Expresso Cartaz, 24/2/2001, pág. 8
A magia do real
Balthus (1908-2001), uma obra contra as rupturas do séc. XX
AO LONGO DE UM SÉCULO que cultivou as rupturas, Balthus personificou a continuidade do ofício da pintura, aprendido com os mestres antigos. Nunca se associou a movimentos, nem a obra se pode definir numa fórmula. Durante décadas envolveu a biografia em mistério e fez da sua pintura realista, não fotográfica mas realizada diante dos modelos ou da paisagem, uma afirmação de estranheza, a revelação dos poderes do sonho ou da magia. Controverso e alvo de juízos contraditórios, marginal à sucessão finalista das tendências modernistas, combateu o academismo usando métodos conservadores e dirigindo a Academia Francesa em Roma.
Autor de uma obra lenta e escassa (terá pintado cerca de 300, foi primeiro um pintor de culto, mais admirado por artistas e escritores, até ser descoberto pelo grande público, em parte devido à escandalosa intensidade erótica das suas adolescentes expostas e expectantes.
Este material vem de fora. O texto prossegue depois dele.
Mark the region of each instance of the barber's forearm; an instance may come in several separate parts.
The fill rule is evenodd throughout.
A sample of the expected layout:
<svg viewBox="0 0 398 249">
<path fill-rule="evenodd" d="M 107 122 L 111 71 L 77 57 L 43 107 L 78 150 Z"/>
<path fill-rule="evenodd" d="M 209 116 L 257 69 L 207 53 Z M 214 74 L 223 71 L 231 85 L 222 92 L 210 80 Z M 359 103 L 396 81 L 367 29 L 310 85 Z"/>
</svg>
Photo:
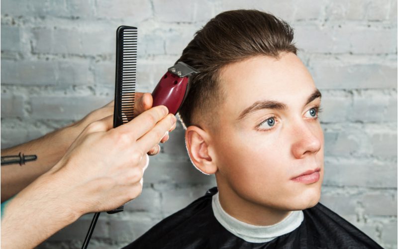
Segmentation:
<svg viewBox="0 0 398 249">
<path fill-rule="evenodd" d="M 65 184 L 45 174 L 7 204 L 1 219 L 1 248 L 33 248 L 80 217 Z"/>
<path fill-rule="evenodd" d="M 20 166 L 15 164 L 1 166 L 1 202 L 51 168 L 64 155 L 80 131 L 75 125 L 70 125 L 27 143 L 2 149 L 1 156 L 17 155 L 20 152 L 21 155 L 35 155 L 37 159 Z"/>
</svg>

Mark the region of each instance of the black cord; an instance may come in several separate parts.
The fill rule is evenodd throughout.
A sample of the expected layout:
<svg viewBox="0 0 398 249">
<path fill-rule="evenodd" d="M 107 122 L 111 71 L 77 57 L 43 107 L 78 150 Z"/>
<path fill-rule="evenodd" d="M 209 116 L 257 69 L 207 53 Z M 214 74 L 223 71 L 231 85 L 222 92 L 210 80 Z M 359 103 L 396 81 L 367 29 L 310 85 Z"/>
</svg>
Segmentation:
<svg viewBox="0 0 398 249">
<path fill-rule="evenodd" d="M 87 232 L 87 235 L 86 236 L 86 239 L 84 239 L 84 242 L 83 242 L 83 246 L 82 247 L 82 249 L 87 249 L 87 246 L 89 245 L 90 239 L 91 239 L 91 235 L 93 234 L 93 232 L 94 232 L 94 228 L 96 227 L 97 221 L 98 220 L 100 214 L 100 213 L 99 212 L 94 214 L 94 217 L 93 217 L 93 220 L 91 221 L 90 227 L 89 228 L 89 231 Z"/>
</svg>

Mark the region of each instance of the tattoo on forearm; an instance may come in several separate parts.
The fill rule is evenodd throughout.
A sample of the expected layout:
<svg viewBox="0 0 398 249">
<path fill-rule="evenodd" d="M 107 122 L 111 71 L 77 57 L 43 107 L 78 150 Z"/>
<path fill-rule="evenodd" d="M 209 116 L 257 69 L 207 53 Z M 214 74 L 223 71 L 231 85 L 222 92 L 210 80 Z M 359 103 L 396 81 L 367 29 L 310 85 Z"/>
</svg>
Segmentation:
<svg viewBox="0 0 398 249">
<path fill-rule="evenodd" d="M 36 155 L 21 155 L 21 152 L 18 155 L 1 156 L 1 166 L 8 164 L 19 163 L 20 166 L 24 164 L 26 162 L 34 161 L 37 159 Z"/>
</svg>

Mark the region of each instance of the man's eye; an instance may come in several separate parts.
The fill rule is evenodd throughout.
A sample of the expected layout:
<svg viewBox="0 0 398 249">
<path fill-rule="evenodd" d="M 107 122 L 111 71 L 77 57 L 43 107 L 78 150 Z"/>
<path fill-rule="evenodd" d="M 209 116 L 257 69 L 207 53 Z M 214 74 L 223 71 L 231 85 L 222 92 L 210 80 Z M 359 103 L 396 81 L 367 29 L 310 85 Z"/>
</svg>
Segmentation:
<svg viewBox="0 0 398 249">
<path fill-rule="evenodd" d="M 309 114 L 309 116 L 305 116 L 306 118 L 317 118 L 318 115 L 320 113 L 321 109 L 319 107 L 313 107 L 311 108 L 306 113 Z"/>
<path fill-rule="evenodd" d="M 265 120 L 258 126 L 261 129 L 270 129 L 275 125 L 275 117 L 272 117 Z"/>
</svg>

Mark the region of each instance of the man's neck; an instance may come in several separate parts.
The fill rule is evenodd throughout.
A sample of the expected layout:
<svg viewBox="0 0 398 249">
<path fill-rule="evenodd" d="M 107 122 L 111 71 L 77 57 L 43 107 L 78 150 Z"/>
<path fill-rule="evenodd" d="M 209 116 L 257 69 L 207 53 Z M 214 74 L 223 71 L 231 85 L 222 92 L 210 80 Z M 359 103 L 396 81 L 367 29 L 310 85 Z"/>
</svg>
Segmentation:
<svg viewBox="0 0 398 249">
<path fill-rule="evenodd" d="M 232 188 L 217 181 L 220 204 L 228 214 L 240 221 L 256 226 L 271 226 L 286 218 L 292 211 L 266 207 L 244 199 Z"/>
</svg>

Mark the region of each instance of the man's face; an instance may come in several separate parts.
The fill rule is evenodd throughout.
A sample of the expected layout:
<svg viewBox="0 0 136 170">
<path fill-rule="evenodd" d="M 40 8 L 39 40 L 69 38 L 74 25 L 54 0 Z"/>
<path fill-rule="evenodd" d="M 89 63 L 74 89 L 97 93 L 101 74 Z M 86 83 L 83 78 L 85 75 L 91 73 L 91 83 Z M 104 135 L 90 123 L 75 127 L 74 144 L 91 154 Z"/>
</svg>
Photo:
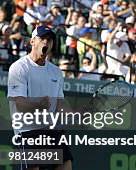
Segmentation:
<svg viewBox="0 0 136 170">
<path fill-rule="evenodd" d="M 121 46 L 122 44 L 123 44 L 123 41 L 121 41 L 120 39 L 118 39 L 118 38 L 115 38 L 114 39 L 114 43 L 117 45 L 117 46 Z"/>
<path fill-rule="evenodd" d="M 32 50 L 39 58 L 46 58 L 50 53 L 53 45 L 53 40 L 49 36 L 34 37 L 31 42 Z"/>
<path fill-rule="evenodd" d="M 129 37 L 131 40 L 136 41 L 136 33 L 135 33 L 135 32 L 128 32 L 128 37 Z"/>
</svg>

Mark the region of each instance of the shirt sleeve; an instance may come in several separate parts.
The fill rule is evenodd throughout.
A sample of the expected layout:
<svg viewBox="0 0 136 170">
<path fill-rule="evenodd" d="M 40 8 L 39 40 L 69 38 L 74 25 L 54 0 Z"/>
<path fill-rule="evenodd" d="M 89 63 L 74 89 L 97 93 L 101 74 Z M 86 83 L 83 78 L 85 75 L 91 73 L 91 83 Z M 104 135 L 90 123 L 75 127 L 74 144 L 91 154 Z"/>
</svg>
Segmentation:
<svg viewBox="0 0 136 170">
<path fill-rule="evenodd" d="M 8 97 L 27 97 L 27 72 L 21 65 L 12 64 L 8 75 Z"/>
</svg>

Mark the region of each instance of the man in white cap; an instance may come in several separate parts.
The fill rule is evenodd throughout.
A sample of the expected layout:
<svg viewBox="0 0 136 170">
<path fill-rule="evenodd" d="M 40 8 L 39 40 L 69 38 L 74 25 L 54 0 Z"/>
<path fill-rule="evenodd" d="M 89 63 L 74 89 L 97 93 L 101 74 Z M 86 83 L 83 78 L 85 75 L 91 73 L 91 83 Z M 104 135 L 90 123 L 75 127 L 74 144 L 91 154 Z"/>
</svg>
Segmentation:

Às insinuações de pornografia, respondeu em anos recentes com argumentos insólitos: «A minha pintura é uma espécie de oração para celebrar a beleza divina». Camus escrevera no prefácio de uma exposição de 1949: «Aprendemos que a realidade mais quotidiana pode ter este ar insólito e longínquo, a doçura sonora, o mistério velado dos paraísos perdidos. Balthus pinta vítimas mas significativas. Uma faca, nunca o sangue. (...) Não é o crime que lhe interessa, mas a pureza.»
Faleceu no domingo passado quase com 93 anos, no seu «chalet» suíço do séc. XVIII, na companhia da segunda mulher, Setsuko,uma japonesa 35 anos mais nova que retratou em La Chambre Turque, de 1963-66. Foi um casamento ecuménico com o extremo-oriente e a cultura clássica chinesa, por parte de um pintor erudito e autodidacta. A formação adquiriu-a nos museus, como ainda era frequente nos anos 20-30, copiando Poussin no Louvre e depois em peregrinação pelos frescos de Giotto e Piero della Francesca.
Durante muitos anos o pintor não se deixou fotografar, não deu entrevistas, nem revelava quando e onde nascera, negando que os elementos biográficos servissem para interpretar a sua obra. «Recuso-me a qualquer confidência e não gosto que se escreva sobre arte», foi a única referência pessoal autorizada num livro editado nos anos 40.
Balthus era um diminutivo usado em criança, e o mundo imaginário e perverso da infância é o território de eleição da sua pintura. Decidiu intitular-se Conde Balthasar Klossowski de Rola, atribuindo-se antepassados aristocratas com um brasão vindo de 1044. É mais certo ter nascido em Paris, em 29 de Fevereiro de 1908 (por isso, no último aniversário dizia ter só 23 anos), numa família de ascendência polaca, arruinada e particularmente bem integrada no meio artístico - pai crítico e historiador, mãe pintora. Aos 13 anos publicou um caderno de desenhos sobre um gato desaparecido, que foi prefaciado por Rainer Maria Rilke. Pierre Bonnard, Gide, Derain, Matisse frequentavam a família. Mais tarde, foi amigo de Picasso e de Giacometti, conselheiro de Malraux. A primeira exposição, em 1934, foi descoberta por Antonin Artaud e muito apreciada pelos surrealistas.
O seu último quadro foi exposto na National Gallery de Londres, em 2000, num último encontro com Poussin ("Encounters"). No Museu de Sintra existe um estranho retrato feminino, de 1935, da Colecção Berardo.